Terms and Definitions¶

Next, we have listed some of the terms and definitions related to the CPQD ASR and to speech recognition in general.

ASR¶

Automatic Speech Recognition (ASR) is a technology that allows a machine to transform what a person is saying into text.

AM¶

Acoustic Model represents the sounds that form the words of the language. It is generated on a high volume of audio with speech and its transcription.

LM¶

Language model Set of data that defines how the words can be combined to form sentences in a given language. It can be a grammar or a free speech model.

Speech segment¶

‘Speech segments’ are the portions of the audio containing the speech signal, with a small margin of silence at each end, around 200 ms at the beginning and 400 ms at the end of the segment. A complete audio file can be 10s in length, but contain only 2s of speech (the speech segment).

RTF¶

The real time factor is the ratio between the recognition and the length of the speech segment.

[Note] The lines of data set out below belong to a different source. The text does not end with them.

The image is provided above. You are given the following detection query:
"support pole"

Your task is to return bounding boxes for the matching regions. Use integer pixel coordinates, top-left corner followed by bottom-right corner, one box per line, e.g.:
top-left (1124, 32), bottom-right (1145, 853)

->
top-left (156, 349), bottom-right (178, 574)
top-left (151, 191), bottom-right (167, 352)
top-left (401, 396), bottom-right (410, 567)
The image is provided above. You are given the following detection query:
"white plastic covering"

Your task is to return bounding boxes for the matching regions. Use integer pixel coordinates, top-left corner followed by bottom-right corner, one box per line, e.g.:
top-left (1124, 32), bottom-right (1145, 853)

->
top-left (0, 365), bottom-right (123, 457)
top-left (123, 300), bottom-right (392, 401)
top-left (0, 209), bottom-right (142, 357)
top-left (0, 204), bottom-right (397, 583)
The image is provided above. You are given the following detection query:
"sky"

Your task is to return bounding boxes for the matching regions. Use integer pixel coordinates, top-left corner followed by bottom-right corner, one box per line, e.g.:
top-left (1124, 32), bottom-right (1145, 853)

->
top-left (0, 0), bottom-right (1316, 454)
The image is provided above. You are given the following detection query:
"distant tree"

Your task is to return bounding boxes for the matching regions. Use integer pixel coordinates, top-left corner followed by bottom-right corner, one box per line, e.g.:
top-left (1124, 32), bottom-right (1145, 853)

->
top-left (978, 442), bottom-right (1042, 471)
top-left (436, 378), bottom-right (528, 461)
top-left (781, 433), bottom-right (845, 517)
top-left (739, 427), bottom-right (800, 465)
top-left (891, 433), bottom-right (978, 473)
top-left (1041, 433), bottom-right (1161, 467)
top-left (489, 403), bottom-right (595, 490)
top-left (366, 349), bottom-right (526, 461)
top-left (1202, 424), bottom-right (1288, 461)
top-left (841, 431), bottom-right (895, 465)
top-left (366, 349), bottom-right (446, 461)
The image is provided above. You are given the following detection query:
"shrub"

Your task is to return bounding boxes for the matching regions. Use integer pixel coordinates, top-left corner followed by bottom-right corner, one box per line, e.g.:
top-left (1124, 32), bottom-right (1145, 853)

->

An RTF equal to or less than 1 means the system can perform ‘real time’ recognition (without considering the time it takes to receive the audio through the network, or any other processing tasks other than the recognition itself). RTF values greater than 1 indicate that the recognition result will only be produced a certain time after the audio has been delivered.

For example, RTF=0.5 means that a 3s speech segment would take 1.5s to be recognized. In this case, if the audio is received through the ASR system, as soon as it is captured (from the mic, for example), the result can be delivered as soon as the process of capturing audio has ended. An RTF of 1.5 means that a 3s speech segment would take 4.5s to be recognized. In this case, we would have to wait 1.5s after the speech segment has been completely captured to get the results.

WER¶

WER (word error * rate) is the word error rate measured as WER = (I + D + S)/N, where:

I = insertion errors
D = deletion errors
S = substitution errors
N = total number of words in the reference sentence